To get information about command line options type:

% phenix.refine --help

To have the program generate the input defaults file without running the refinement job (i.e. so you can modify the inputs prior to running the job):

% phenix.refine --dry_run <pdb-file> <reflection-file(s)>

If you know the parameter that you want to change you can override it from the command line:

% phenix.refine data.hkl model.pdb main.low_resolution=8.0 \
  simulated_annealing.start_temperature=5000

Note that you don't have to specify the full parameter name. What you specify on the command line is matched against all known parameters names and the best substring match is used if it is unique.

To rerun a job that was previously run:

% phenix.refine --overwrite lysozyme_refine_001.def

The --overwrite option allows the program to overwrite existing files. By default the program will not overwrite existing files - just in case this would remove the results of a refinement job that took a long time to finish.

To see all default parameters:

% phenix.refine --show_defaults=all

Current features

Restrained coordinate refinement
Restrained isotropic ADP refinement
Rigid body refinement
Bulk solvent correction (Flat model using mask) and anisotropic scaling
Simulated Annealing refinement
Make use of multiple refinement and scale target functions: least-squares (ls), maximum-likelihood (ml), phased maximum-likelihood (mlhl)
FFT (like CNS, Refmac) and direct summation (like SHELX) based refinement
Various electron density map (including likelihood-weighted) calculations
Simple structure factors calculation (with or without bulk solvent and scaling)
Combined automatic ordered solvent building, update and refinement
Complete model and data statistics output (including twinning analysis, Wilson B calculation and much more)
Group isotropic ADP refinement
TLS refinement
Combined TLS, coordinate and individual isotropic ADP refinement

Current limitations

No restrained individual anisotropic ADP refinement

Running phenix.refine

Refinement with default parameters:

% phenix.refine data.hkl model.pdb

By default this will perform coordinate refinement and restrained isotropic ADP refinement. Three macrocycles will be executed, each consisting of bulk solvent correction, anisotropic scaling of the data, coordinate refinement (25 iterations of the LBFGS minimizer) and ADP refinement (25 iterations of the LBFGS minimizer). At the end the updated coordinates, maps, map coefficients, and statistics are output.

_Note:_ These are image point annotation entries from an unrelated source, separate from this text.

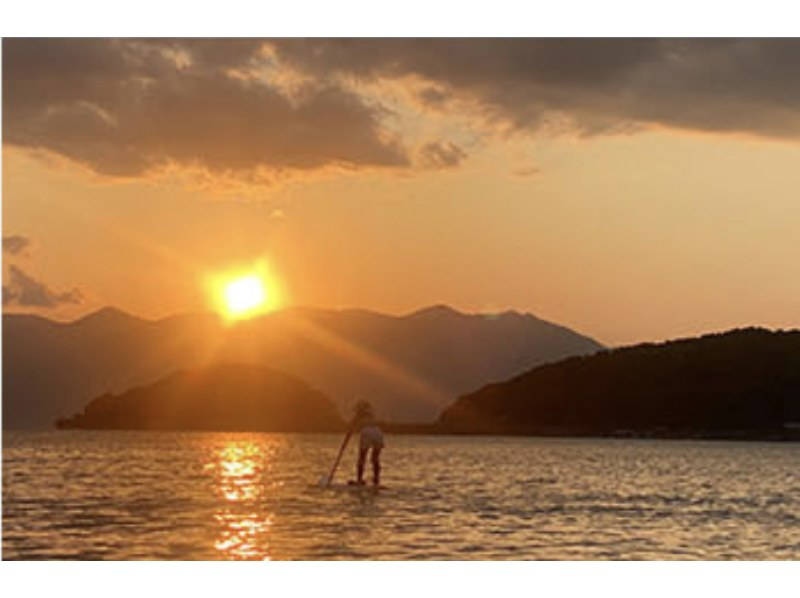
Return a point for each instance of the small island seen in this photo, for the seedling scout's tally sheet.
(226, 397)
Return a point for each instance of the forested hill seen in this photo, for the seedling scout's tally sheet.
(740, 384)
(224, 397)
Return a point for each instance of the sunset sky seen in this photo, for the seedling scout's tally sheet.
(633, 190)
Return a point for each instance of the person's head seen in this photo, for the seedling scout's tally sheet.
(363, 409)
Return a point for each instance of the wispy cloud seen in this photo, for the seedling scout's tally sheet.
(15, 244)
(24, 291)
(127, 107)
(591, 86)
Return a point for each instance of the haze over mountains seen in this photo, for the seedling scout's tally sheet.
(410, 367)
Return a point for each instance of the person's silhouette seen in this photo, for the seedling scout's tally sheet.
(370, 441)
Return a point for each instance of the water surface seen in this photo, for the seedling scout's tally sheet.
(160, 495)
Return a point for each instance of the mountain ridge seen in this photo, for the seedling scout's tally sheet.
(409, 366)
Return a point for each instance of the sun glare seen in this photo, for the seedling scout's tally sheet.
(244, 294)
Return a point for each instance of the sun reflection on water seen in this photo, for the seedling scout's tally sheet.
(242, 468)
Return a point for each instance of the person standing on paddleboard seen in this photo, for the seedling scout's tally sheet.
(370, 441)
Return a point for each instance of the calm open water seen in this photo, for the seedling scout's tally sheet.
(159, 495)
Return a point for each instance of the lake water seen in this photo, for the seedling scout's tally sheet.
(158, 495)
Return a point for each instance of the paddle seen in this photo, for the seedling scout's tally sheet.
(338, 458)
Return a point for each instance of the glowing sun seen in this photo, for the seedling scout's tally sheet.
(244, 295)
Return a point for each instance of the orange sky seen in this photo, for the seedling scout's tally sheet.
(589, 192)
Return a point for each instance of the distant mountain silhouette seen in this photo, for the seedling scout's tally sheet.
(410, 367)
(220, 397)
(743, 383)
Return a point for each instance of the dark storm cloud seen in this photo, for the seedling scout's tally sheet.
(125, 106)
(15, 244)
(592, 85)
(24, 291)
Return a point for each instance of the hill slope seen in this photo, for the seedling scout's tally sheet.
(221, 397)
(737, 384)
(410, 367)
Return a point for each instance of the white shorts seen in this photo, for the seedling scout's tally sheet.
(371, 438)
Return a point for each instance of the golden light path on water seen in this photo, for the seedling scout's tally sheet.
(240, 468)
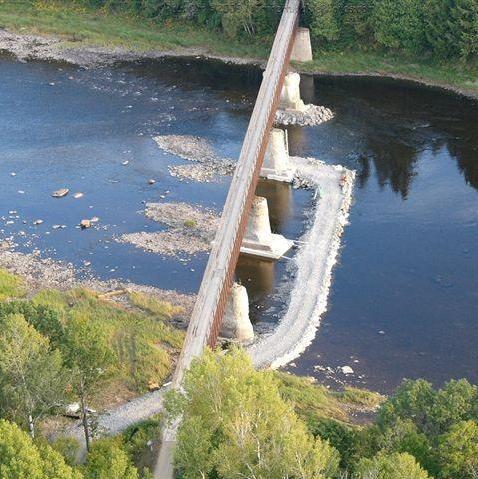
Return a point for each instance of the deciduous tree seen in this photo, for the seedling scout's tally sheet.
(32, 378)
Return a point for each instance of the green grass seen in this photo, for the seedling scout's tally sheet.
(83, 26)
(11, 286)
(314, 402)
(162, 309)
(143, 343)
(463, 77)
(87, 27)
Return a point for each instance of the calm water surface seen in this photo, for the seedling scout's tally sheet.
(404, 301)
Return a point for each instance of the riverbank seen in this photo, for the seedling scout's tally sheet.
(90, 37)
(313, 265)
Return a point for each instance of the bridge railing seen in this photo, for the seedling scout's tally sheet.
(217, 281)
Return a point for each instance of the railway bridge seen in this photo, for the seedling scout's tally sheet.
(290, 43)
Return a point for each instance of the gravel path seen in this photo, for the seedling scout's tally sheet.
(313, 264)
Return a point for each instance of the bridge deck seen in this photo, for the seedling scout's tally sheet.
(218, 277)
(211, 301)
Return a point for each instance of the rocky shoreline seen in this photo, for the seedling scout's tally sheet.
(53, 48)
(46, 273)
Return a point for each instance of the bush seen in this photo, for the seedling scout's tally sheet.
(458, 451)
(394, 466)
(20, 458)
(107, 459)
(399, 24)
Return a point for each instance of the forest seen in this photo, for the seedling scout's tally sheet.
(440, 29)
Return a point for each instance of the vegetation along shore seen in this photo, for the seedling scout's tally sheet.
(433, 41)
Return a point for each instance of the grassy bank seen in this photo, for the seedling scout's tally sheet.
(87, 27)
(79, 27)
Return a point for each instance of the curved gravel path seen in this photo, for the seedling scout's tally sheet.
(314, 262)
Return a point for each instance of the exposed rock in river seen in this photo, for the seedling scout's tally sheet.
(192, 148)
(191, 229)
(311, 116)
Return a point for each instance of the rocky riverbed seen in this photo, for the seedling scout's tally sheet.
(191, 229)
(311, 116)
(207, 164)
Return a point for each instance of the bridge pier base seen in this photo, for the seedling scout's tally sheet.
(276, 164)
(259, 239)
(290, 96)
(302, 51)
(236, 323)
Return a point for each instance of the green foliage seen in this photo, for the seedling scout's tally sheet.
(136, 339)
(20, 458)
(107, 460)
(404, 436)
(399, 24)
(43, 318)
(458, 451)
(393, 466)
(32, 377)
(433, 412)
(236, 424)
(11, 286)
(87, 352)
(68, 447)
(321, 19)
(162, 309)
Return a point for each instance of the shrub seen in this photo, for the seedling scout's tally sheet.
(458, 451)
(108, 460)
(399, 24)
(394, 466)
(322, 21)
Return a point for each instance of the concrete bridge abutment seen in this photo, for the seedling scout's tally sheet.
(258, 238)
(236, 324)
(277, 165)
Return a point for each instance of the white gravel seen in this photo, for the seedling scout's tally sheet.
(313, 264)
(313, 115)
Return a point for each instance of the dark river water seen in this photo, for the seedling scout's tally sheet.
(404, 300)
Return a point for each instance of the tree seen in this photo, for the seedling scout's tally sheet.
(320, 16)
(399, 24)
(433, 412)
(108, 460)
(458, 451)
(44, 319)
(90, 357)
(235, 424)
(32, 378)
(20, 458)
(393, 466)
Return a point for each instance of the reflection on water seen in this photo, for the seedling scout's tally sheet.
(404, 301)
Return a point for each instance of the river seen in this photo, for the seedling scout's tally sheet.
(404, 301)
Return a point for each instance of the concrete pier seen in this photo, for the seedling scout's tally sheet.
(236, 323)
(290, 96)
(258, 238)
(302, 50)
(276, 164)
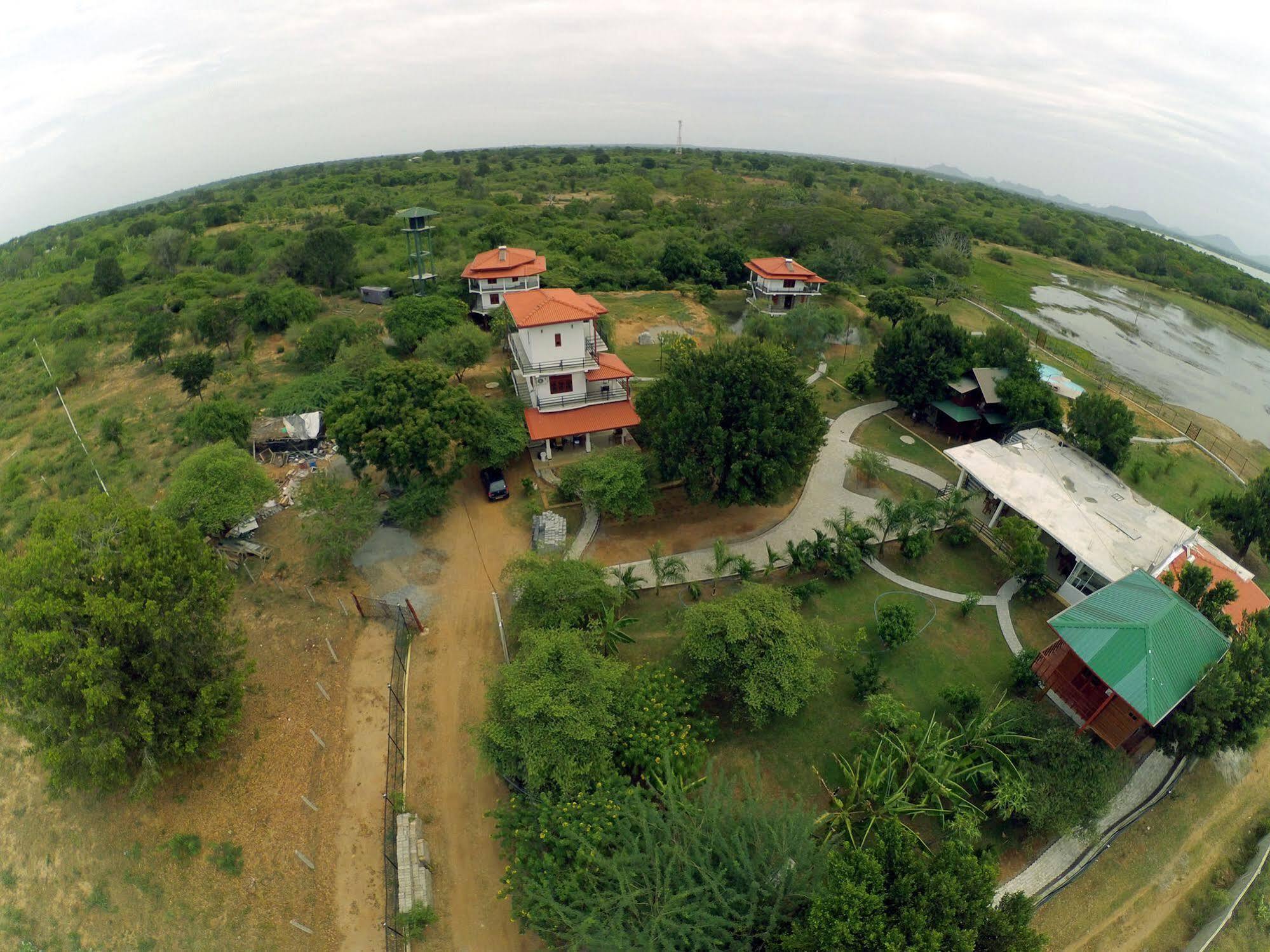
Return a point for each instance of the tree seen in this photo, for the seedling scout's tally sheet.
(1028, 556)
(408, 420)
(220, 418)
(550, 713)
(107, 276)
(891, 894)
(412, 319)
(1246, 516)
(919, 357)
(620, 868)
(549, 592)
(1229, 707)
(667, 570)
(116, 662)
(1103, 427)
(896, 304)
(737, 422)
(325, 257)
(1030, 401)
(152, 337)
(615, 483)
(193, 371)
(219, 321)
(169, 249)
(459, 348)
(869, 465)
(755, 650)
(339, 518)
(216, 488)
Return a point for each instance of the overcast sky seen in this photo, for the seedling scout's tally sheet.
(1154, 105)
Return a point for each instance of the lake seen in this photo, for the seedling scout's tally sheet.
(1174, 352)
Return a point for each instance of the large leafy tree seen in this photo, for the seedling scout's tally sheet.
(756, 652)
(550, 713)
(917, 358)
(549, 592)
(615, 483)
(1246, 514)
(1102, 426)
(891, 894)
(216, 488)
(413, 319)
(107, 276)
(408, 420)
(1230, 705)
(736, 422)
(116, 662)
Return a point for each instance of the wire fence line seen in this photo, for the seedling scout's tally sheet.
(405, 626)
(1187, 423)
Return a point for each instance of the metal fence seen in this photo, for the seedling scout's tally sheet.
(405, 624)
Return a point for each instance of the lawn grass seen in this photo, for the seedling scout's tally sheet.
(969, 568)
(952, 650)
(886, 434)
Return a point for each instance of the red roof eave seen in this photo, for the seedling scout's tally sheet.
(584, 419)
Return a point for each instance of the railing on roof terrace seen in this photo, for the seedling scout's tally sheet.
(527, 366)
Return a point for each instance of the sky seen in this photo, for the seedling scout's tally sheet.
(1151, 105)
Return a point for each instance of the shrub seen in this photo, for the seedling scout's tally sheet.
(868, 678)
(897, 624)
(1023, 678)
(216, 419)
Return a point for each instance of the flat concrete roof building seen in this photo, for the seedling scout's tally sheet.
(1094, 517)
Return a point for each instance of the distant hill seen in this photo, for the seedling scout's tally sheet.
(1217, 243)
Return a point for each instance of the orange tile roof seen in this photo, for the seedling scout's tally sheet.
(776, 268)
(611, 367)
(1252, 598)
(520, 263)
(540, 306)
(584, 419)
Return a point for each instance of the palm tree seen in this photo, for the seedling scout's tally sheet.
(723, 563)
(774, 560)
(610, 631)
(629, 582)
(887, 516)
(667, 570)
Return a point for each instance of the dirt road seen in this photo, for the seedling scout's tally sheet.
(445, 779)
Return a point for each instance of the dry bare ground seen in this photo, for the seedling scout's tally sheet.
(98, 873)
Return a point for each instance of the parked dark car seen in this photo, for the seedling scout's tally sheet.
(496, 486)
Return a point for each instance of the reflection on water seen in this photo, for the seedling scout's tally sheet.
(1177, 353)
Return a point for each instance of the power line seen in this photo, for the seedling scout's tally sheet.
(71, 419)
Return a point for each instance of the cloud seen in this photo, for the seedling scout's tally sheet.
(1158, 107)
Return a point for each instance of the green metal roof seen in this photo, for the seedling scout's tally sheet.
(1145, 640)
(962, 414)
(417, 212)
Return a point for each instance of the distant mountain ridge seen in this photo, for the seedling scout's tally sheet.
(1215, 243)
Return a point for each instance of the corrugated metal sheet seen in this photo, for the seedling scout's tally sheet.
(1145, 640)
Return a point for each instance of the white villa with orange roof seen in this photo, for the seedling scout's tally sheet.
(501, 269)
(571, 385)
(778, 285)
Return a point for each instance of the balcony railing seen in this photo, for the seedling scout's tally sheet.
(565, 401)
(526, 366)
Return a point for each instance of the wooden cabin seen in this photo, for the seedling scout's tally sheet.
(1126, 657)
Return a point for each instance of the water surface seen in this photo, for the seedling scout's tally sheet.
(1184, 358)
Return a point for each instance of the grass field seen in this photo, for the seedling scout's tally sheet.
(886, 434)
(952, 650)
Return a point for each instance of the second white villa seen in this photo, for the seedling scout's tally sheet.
(572, 387)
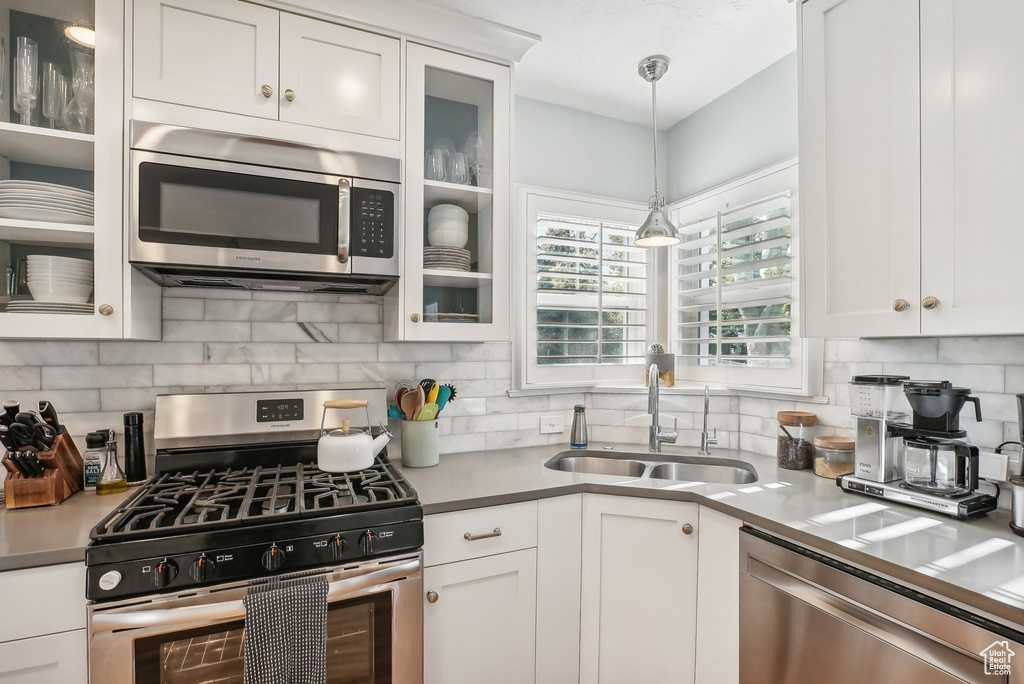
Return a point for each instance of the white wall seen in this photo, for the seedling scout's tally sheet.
(750, 127)
(571, 150)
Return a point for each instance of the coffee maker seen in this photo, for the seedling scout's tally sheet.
(925, 462)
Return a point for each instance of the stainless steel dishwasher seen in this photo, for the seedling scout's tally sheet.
(808, 617)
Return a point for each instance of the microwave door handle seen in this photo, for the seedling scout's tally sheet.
(225, 610)
(344, 219)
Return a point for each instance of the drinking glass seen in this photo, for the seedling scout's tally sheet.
(52, 96)
(434, 165)
(457, 171)
(26, 78)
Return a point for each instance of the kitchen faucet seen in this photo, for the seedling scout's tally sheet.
(656, 436)
(705, 439)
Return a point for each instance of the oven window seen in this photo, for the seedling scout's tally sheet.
(190, 206)
(358, 648)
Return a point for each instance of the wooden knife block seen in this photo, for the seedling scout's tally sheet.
(61, 477)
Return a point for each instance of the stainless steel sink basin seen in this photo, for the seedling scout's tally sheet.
(658, 466)
(598, 466)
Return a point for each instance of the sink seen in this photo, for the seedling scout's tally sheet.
(657, 466)
(598, 465)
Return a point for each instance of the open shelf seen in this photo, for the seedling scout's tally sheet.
(44, 232)
(469, 198)
(455, 279)
(46, 146)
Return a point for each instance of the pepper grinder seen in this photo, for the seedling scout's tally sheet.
(134, 449)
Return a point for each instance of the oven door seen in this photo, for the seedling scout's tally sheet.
(374, 631)
(202, 212)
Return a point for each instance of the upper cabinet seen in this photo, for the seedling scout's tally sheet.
(242, 58)
(455, 283)
(908, 154)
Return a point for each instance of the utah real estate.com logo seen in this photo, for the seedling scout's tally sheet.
(997, 656)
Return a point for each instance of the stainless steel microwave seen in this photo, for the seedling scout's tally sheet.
(210, 209)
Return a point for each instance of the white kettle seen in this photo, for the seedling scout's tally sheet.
(347, 450)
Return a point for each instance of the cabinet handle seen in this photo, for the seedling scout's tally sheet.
(486, 536)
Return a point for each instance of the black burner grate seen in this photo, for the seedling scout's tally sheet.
(172, 504)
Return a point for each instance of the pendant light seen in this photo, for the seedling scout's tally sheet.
(657, 230)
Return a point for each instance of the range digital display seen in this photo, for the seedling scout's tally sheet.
(273, 411)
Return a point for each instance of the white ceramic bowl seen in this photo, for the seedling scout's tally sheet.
(56, 292)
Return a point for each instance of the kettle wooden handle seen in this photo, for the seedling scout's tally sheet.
(345, 403)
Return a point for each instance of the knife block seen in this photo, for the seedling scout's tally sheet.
(61, 477)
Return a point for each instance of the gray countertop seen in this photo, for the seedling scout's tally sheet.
(979, 564)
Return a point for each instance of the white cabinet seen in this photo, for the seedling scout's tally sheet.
(238, 57)
(455, 283)
(972, 143)
(479, 620)
(860, 167)
(335, 77)
(909, 148)
(215, 54)
(639, 590)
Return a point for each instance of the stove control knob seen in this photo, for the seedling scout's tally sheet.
(202, 568)
(367, 542)
(163, 572)
(273, 558)
(336, 548)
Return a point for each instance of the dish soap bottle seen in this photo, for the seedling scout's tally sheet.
(113, 479)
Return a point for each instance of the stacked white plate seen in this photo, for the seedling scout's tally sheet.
(59, 280)
(37, 201)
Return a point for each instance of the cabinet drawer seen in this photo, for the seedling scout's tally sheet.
(42, 600)
(56, 658)
(445, 533)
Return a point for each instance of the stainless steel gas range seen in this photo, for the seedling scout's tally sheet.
(238, 500)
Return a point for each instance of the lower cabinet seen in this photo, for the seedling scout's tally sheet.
(639, 590)
(479, 620)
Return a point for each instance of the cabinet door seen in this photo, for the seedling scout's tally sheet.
(481, 627)
(341, 78)
(972, 145)
(56, 658)
(639, 591)
(860, 167)
(456, 282)
(216, 54)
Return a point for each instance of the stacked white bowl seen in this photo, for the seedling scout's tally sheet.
(53, 279)
(448, 225)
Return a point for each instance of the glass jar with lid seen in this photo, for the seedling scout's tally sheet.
(796, 439)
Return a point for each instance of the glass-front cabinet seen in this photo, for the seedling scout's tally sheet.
(455, 284)
(60, 180)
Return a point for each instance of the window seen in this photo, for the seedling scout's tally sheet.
(731, 287)
(588, 290)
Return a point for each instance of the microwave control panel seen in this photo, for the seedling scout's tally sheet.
(373, 223)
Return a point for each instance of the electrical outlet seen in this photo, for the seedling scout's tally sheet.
(552, 424)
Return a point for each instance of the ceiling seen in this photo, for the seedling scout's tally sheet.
(589, 55)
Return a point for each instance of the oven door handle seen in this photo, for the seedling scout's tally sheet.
(226, 610)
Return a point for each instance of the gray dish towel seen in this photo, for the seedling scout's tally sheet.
(286, 632)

Giving parameters on the command line or in files

In phenix.refine parameters to control refinement can given by the user on the command line (for example):

% phenix.refine data.hkl model.pdb simulated_annealing=true

However, sometimes the number of parameters is large enough to make it difficult to type them all in on the command line, for example:

% phenix.refine data.hkl model.pdb refine_tls=true tls.selection="chain A" \
  tls.selection="chain B" main.number_of_macro_cycles=10 \
  main.high_resolution=2.5 wxc_scale=3 wxu_scale=5 \
  output.prefix=my_best_model \
  simulated_annealing.start_temperature=5000

The same result can be achieved by using (for example):

% phenix.refine data.hkl model.pdb my_parameters

where the my_parameters file contains the following lines:

refinement.main.refine_tls=true
refinement.tls.selection="chain A"
refinement.tls.selection="chain B"
refinement.main.number_of_macro_cycles=10
refinement.main.high_resolution=2.5
refinement.target_weights.wxc_scale=3
refinement.target_weights.wxu_scale=5
refinement.output.prefix=my_best_model
refinement.simulated_annealing.start_temperature=5000

which can also be formatted by grouping the parameters under the relevant scopes:

refinement.main {
   refine_tls=true
   number_of_macro_cycles=10
   high_resolution=2.5
}
refinement.tls {
   selection="chain A"
   selection="chain B"
}

refinement.target_weights {
   wxc_scale=3
   wxu_scale=5
}
refinement.output.prefix=my_best_model
refinement.simulated_annealing.start_temperature=5000

The easiest way to create a file like the my_parameters file is to generate a template file containing all parameters by using the command phenix.refine --show_defaults=all and then take the parameters that you want to use.

Refinement scenarios

Refining group isotropic B-factors:

% phenix.refine data.hkl model.pdb refine_adp_individual=false \
  refine_adp_group=true

Refinement with Simulated Annealing:

% phenix.refine data.hkl model.pdb simulated_annealing=true

Rigid body refinement

One rigid body group (whatever is in the PDB file is refined as a single rigid body):

% phenix.refine data.hkl model.pdb refine_site=false \
  refine_adp_individual=false rigid_body=true

Multiple groups (requires a basic knowledge of the PHENIX atom selection language, see below):

% phenix.refine data.hkl model.pdb main.refine_site=false \
  main.refine_adp_individual=false main.rigid_body=true \
  rigid_body.selection="chain A" rigid_body.selection="chain B"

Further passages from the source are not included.